Slipping on Your 2016 Resolutions? Research Backs the Value of Hitting the Reset Button

At our New Year’s party, a seriously fit friend went on disparagingly about the annual January influx of exercise wannabes at her gym. Those annoying novices monopolizing equipment, oblivious to workout etiquette. Yet she knew she would only have to endure this for a few weeks. She’s seen this before; most lose momentum at this point in January. By the end of the month, she and the hard core members could reclaim the gym for themselves.


Is that how your January has started, and how it will end? You started with ambitious goals on one of the big three – your business, your fitness or your personal finances. Followed by a burst of action? Then a slow grind back to your 2015 habits? Maybe you’ve already applied the ubiquitous January advice on resolutions: aim low; enlist supporters; set specific goals; and use an app or wearable gizmo to track and nudge you. Yet you’re still flagging?

You still have a chance to be the one that keeps going to the gym (and annoying my friend). In fact, you have many chances to renew that burst of motivation that comes with a new year.

Let’s go back to the transition from 2015 to 2016. This is a major temporal landmark - a point, Professor Katherine Milkman of University of Pennsylvania explains, at which we tend to see a division between ourselves as we were in the previous period and who we hope to be in the next period. When we make this transition, we create a new behavioral account for ourselves, dumping our past bad behavior in a private “before” column. Setting up a new account - the clean slate – energizes us to do better by acting in ways that are consistent with the new, positive self we envision. And by wiping the slate clean, we’re more likely to take stock of the bigger issues in our lives. This also generates efforts to make the changes that count.

We don’t need hand signals from a sports referee or umpire to declare a new start. Instead, we trigger our own “ fresh starts ”. Like our passwords for our devices and accounts, we need triggers for our fresh starts that are personally memorable and strong. Milkman’s work on the “fresh start effect” shows how we can select the timing of our reset to improve our chances of succeeding with the changes we want to make.

Mondays, for example, show a more powerful fresh start effect than days later in the week. Like the start of a new year, significant public transitions, such as the first day of spring, also have more impact on our success with new actions than random dates.

Since events such as the start of spring only occur once a year, we need to create our own starting points. You can tap a deep supply of fresh starts in repeat personal events such as birthdays, anniversaries of anything that stands out for you (e.g., your first account over $XMM), or cultural or religious days of significance to you. We can also put the less frequent events such as moving to a different firm to good use to create new accounts and prompt new behaviors.

You already use this reframing - giving new meaning to a situation - nearly every day.

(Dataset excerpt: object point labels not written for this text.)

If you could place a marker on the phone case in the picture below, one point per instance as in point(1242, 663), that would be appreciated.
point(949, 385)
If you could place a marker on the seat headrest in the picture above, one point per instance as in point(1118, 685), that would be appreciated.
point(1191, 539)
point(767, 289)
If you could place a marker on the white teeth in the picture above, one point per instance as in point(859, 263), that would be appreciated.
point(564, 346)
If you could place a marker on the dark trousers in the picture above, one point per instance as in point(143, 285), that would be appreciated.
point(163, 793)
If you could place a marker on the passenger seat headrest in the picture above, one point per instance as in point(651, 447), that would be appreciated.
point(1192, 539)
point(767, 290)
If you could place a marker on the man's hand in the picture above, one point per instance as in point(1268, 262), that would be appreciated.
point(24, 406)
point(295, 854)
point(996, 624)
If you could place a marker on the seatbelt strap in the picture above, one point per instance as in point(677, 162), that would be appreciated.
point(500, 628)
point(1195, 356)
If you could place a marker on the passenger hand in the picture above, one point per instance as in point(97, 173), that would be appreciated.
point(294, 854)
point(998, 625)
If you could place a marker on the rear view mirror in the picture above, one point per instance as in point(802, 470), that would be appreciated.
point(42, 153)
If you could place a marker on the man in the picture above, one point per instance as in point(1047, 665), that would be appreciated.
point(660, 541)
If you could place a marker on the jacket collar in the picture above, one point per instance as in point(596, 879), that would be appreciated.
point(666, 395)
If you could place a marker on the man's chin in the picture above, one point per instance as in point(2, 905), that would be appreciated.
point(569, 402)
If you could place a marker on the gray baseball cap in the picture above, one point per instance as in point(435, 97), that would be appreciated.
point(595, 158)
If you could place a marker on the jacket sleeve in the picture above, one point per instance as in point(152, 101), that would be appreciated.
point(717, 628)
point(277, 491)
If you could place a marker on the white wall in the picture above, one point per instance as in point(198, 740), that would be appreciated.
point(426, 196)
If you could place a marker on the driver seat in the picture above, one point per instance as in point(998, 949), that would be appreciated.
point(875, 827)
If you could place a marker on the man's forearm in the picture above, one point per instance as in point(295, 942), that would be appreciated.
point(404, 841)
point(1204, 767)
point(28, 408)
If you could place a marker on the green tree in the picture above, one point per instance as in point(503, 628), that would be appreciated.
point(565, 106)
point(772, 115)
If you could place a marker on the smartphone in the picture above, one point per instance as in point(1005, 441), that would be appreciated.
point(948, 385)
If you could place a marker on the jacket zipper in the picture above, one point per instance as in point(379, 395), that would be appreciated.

If you work in sales, you’re an expert at turning prospects’ objections into reasons to buy your services. Instead of framing their objections as a barrier, you engage with their concerns and guide them to the upside. In financial services, you have many fresh starts to put to work on your behalf such as: the start of a new financial quarter or the first day you’re really, really finished with income tax season.

For example, a client chose the global offsite of her senior leadership team as her personal fresh start. She and her team had been preparing for weeks for this gathering. Already a strong temporal landmark for the business, she made it even more meaningful for herself. This became her fresh start on more disciplined financial planning. Other clients have used turning points such as rearranging office space, the September return from summer holidays, and medical appointments to declare their fresh starts.

Looking ahead in 2016, where do you see your strongest candidates for your fresh starts?


Your calendar already contains many opportunities to establish your personal temporal landmarks that will energize you to set up a new account for better behavior.

While you have this supply of possibilities on hand already, be prepared for some surprises in your year and ready to take advantage of them. Remember the impossible-to-pronounce volcano in 2010 (Eyjafjallajökull)?

Travelers were stranded for days on holidays and business trips. Of a dozen executives I interviewed , nearly all were desperate to recreate their pre-volcano work schedules as quickly as possible. BAU, business as usual, suddenly became sexy.

Only one leader reframed his unexpected open time and declared a fresh start. While it “would have been so easy to reload the schedule with lots of meetings and calls”, he instead took up longer term issues that he had been putting off. An executive in financial services, he put his windfall of time into looking at the talent on his leadership team and accelerating a new product launch. His fresh start affirmed “it’s a much better use of me and my time to be thinking about an innovative way to achieve a leap in growth, versus plod along at annual increments”.

You don’t need another volcano to regenerate that energy you had at the start of 2016. Your fresh starts – for your business or for you personally - are already there in the year ahead. Prove my friend wrong about the January wannabes, and declare another fresh start in your 2016.